22 dicembre 2013 | 00:10
Scritto da Barbara Cremoncini
 


Pisa, casa circondariale Don Bosco. Gli operatori ci vengono a prendere in portineria. Fanno cenno alla guardia, di là dal vetro, di aprirci il portone. "Nel carcere nessuno può usare il cellulare" ci spiega Alessandra Truscello, l'educatrice referente per l'attività di teleformazione, mentre ci scorta nella stanza del direttore. Già, il cellulare. Un particolare ci proietta subito nella realtà carceraria, dimensione impensabile per chi sta fuori, per chi non soltanto è libero, ma anche connesso, praticamente 24 ore su 24. Qui dentro, invece, come in qualunque carcere, per i detenuti niente telefono, niente internet, niente tablet o smartphone. Sono le regole. E sarà anche per questo che, dal settembre 2011, quando è partito, Trio, il polo per la teleformazione, con computer, una connessione dedicata e la possibilità di scegliere fra oltre 1800 corsi on line, registra un successo ininterrotto. "Abbiamo una lista di attesa per iscriversi ai corsi – dice Liberata Dilorenzo, responsabile dell'area pedagogica – perchè l'aula ha in tutto dieci postazioni e dobbiamo distribuire gli utenti su più turni, in giorni e orari diversi".

>>> Il Progetto Trio

Trio, acronimo che sta per "Tecnologia, Ricerca, Innovazione, Orientamento", è la piattaforma web creata dalla Regione Toscana per la formazione a distanza che, ormai da anni, consente agli utenti di formarsi o aggiornare le proprie competenze, senza perdere tempo e soldi in spostamenti e trasferte: basta un computer, la rete e il gioco è fatto. Un modello - quello di una formazione su misura, direttamente fruibile da casa - pensato per tutti i toscani ma che, fin dagli esordi, è stato sperimentato anche nel carcere. Porto Azzurro è stato l'apripista. Poi sono arrivati anche San Gimignano e Pisa.

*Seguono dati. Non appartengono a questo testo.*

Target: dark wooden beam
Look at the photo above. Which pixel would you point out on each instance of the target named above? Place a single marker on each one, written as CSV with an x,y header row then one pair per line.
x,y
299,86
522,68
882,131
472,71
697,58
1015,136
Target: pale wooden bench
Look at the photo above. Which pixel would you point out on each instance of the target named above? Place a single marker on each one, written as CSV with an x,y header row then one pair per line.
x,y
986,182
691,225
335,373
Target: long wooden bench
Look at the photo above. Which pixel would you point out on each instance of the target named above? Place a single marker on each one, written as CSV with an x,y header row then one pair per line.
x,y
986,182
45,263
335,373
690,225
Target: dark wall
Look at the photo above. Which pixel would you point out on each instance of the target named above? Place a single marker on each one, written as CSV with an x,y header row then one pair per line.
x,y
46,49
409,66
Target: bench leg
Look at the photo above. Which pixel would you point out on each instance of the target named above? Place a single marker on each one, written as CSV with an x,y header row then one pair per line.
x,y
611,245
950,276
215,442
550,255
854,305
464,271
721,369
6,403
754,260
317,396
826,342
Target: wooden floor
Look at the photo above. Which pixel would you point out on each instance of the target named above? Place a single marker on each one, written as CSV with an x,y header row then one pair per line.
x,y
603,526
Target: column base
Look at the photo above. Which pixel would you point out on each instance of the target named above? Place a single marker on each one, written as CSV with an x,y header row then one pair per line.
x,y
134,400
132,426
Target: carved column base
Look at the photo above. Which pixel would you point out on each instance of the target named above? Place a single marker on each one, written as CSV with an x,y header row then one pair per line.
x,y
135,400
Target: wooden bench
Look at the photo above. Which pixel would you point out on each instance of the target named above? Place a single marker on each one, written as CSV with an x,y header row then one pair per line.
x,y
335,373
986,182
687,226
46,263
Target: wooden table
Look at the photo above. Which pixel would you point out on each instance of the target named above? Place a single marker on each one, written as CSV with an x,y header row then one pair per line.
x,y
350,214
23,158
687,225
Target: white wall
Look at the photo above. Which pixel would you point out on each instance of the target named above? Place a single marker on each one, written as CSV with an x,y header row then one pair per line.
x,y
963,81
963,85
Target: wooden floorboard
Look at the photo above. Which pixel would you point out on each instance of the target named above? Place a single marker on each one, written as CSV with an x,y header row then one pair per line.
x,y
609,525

Un'oasi di libertà fra le mura del carcere

'"L'attività di Trio, che ho trovato già avviata e pronta per partire al mio arrivo a Pisa, è molto gradita - conferma Fabio Prestopino direttore della Casa circondariale di Pisa dal 2011 – rappresenta un'eccellenza ed è davvero un motivo di soddisfazione in una situazione che, purtroppo, offre aspetti problematici". Al momento sono circa 41 i detenuti che frequentano l'aula, a giorni alterni, per turni di due ore. In ottobre i corsi attivati sono stati 110, a novembre circa 360. Da quando è partita l'iniziativa, i corsi completati con successo sono stati in tutto 787, i detenuti che hanno frequentato il polo 76. Fra questi, 5 o 6 iscritti al Polo universitario del carcere. Dell'attività si fanno carico, con passione, tre operatori: le due educatrici e il tutor, un docente esterno, specialista nel settore.

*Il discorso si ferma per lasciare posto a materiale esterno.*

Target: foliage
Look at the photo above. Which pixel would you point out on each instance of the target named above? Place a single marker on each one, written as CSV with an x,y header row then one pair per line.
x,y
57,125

>>> Osservatorio regionale sul carcere

L'aula di Trio

I 10 computer dell'aula realizzata ad hoc e dedicata a Trio sono collegati ad internet ma solo per accedere ai corsi e al materiale didattico, senza possibilità di chattare o partecipare ai forum. E' nella sezione maschile del carcere, che è la più affollata, visto che le donne sono appena una quarantina, a fronte di circa 300 uomini. Così, per un tipico corto circuito burocratico, è nella sezione maschile che, da sempre, si trovano tutte le strutture scolastiche, dalle elementari alle superiori e anche l'università, che grazie alla convenzione con l'ateneo pisano, oggi conta nel carcere 11 iscritti, molti dei quali usufruiscono anche della formazione a distanza. "Gli utenti sono tutti uomini – spiegano gli operatori – sarebbe troppo complicato, per motivi di sorveglianza, farvi accedere anche le donne, che comunque sono poche e stanno in un'altra ala dell'edificio". Con tutti i limiti del caso, il polo Trio viene vissuto come un'oasi di libertà. "Prima ancora che il corso, prima dell'aspetto strettamente formativo che c'è ed è ovviamente importante – ricorda Nicola Gallo, docente esterno e tutor dei detenuti che frequentano il polo – credo vada evidenziato il valore terapeutico dell'iniziativa. E' importante, per chi vive in carcere, avvicinarsi ad un'attività che tenga occupato, rompa la routine quotidiana, porti fuori dalla cella e a contatto con altri compagni. Non dimentichiamo, poi, che molti detenuti qui hanno problemi personali, psicologici, di tossicodipendenza, quasi sempre preesistenti alla detenzione".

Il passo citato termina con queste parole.